Ержан вдруг судорожно взъерошился, резко повернулся к Коростылеву:
— Черствый вы человек!
— Я-то? — Коростылев стоял спокойно, глубоко затягиваясь своей цигаркой. — Допустим. Но и ты научишься брать хлеб из мешка убитого. Заруби себе на носу: человеку, который целым выходит из боя, необходимо жить дальше. А война — вещь суровая. Нелегко на войне мягкому, слабому человеку. Ожесточиться надо: и к врагу, и к собственной слабости.
Все, что говорил Коростылев, вызвало в Ержане смутный протест, но он не сумел ему возразить. Коростылев бросил окурок, затоптал его. Голос его смягчился:
— Кажется, я тебя расстроил. Но ты согласись со мной в самом главном. Что самое главнее? Закалка. Сразу бери себя в руки. Стой непоколебимо, как гранит, но никогда не теряй веру в товарища. Надейся на него, верь, люби. Это сбережет тебя от смерти. Я, понятно, не идеалист, но вера — большое дело на войне.
— Я верю в победу над фашизмом, — сказал Ержан.

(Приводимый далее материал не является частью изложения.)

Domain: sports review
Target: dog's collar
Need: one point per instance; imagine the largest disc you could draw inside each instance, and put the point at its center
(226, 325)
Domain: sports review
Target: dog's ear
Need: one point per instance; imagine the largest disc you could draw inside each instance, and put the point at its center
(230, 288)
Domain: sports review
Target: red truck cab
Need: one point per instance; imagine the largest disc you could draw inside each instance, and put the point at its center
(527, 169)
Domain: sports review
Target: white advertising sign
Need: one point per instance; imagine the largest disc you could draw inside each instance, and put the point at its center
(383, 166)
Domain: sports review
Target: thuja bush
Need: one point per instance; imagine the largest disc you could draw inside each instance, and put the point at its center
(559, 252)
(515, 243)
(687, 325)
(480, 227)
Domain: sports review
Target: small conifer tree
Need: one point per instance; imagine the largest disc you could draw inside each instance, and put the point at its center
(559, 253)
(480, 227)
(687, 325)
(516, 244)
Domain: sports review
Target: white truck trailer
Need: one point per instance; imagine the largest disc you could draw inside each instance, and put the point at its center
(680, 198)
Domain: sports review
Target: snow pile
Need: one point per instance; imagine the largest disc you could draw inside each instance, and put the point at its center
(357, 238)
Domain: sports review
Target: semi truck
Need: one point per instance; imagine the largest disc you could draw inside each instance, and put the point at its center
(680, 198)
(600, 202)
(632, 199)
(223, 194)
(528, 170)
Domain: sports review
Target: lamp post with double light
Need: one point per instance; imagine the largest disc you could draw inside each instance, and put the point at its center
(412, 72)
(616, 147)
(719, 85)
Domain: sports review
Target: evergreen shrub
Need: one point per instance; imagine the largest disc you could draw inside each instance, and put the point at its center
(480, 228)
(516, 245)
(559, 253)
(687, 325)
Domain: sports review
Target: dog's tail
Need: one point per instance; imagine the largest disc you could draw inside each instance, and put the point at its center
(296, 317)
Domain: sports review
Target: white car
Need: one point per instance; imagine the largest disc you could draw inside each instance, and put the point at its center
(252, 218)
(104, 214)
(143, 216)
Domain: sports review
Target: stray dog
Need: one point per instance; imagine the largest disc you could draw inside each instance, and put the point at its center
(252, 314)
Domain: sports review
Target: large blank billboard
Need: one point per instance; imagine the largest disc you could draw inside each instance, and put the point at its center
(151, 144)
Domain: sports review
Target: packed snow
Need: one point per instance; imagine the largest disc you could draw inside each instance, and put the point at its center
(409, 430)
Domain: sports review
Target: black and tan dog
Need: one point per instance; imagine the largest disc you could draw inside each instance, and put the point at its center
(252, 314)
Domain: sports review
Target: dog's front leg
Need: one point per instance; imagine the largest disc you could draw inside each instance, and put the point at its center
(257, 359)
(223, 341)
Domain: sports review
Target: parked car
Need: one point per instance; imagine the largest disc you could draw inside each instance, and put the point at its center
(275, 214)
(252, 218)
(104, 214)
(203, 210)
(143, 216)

— В это мы все, советские люди, верим. Нелегко нам она достанется, а добудем ее. Что еще нужно солдату? Чтобы был у него где-нибудь верный человек, надежный и преданный.
— Вы говорите о любви?
— Пусть будет так. Но я не о баловстве говорю — всякие там перемигивания да переглядки. О настоящей любви речь, о той, которая даже из когтей смерти вырвет. Важно знать, что есть у тебя такой человек, которому ты всем сердцем веришь... И жизнь за него положить готов. Такая любовь, братец ты мой, иногда лучше брони бережет. Защищает она на войне человека. Ты ее в своем сердце хранишь и зря, дураком смерти не поддашься. Ранят тебя — выживешь, чтобы в сердце любовь не погибла.
— Вы это сами пережили?
— Соль не в том, — ответил Коростылев обыденным голосом, словно очнулся от сна.
— А вы философ.
— Да, имею такое пристрастие. Говорят, Германия — родина философов, но фашисты начисто их вытоптали. — Коростылев опять хотел найти шутливый тон, видимо, досадовал на то, что неожиданно открылся Ержану.
— Давай-ка за работу, — сказал он.
Было неловко стоять возле работающих людей и ничего не делать. Ержан собрался уходить. Кулянда навязалась в попутчицы — ей будто бы нужно в четвертую роту, отнести пакеты. Ержан казнился: надо ж было ему сюда прийти, все равно попусту. И люди, пожалуй, догадываются!
Уже было совсем темно. Приподнимая край ночи, на горизонте помигивали артиллерийские вспышки. Звук канонады доносился сюда легко, как-то обессиленно. Война, объевшись за день человеческим мясом, надвигалась медленно, постанывая, как настоящий обжора. Слова Коростылева стояли у Ержана в ушах. Можно ли было думать, что в этом неповоротливом, грубом на вид человеке столько нежности? Его первые слова о труде и хлебе ошеломили Ержана, оскорбили в нем человеческое достоинство.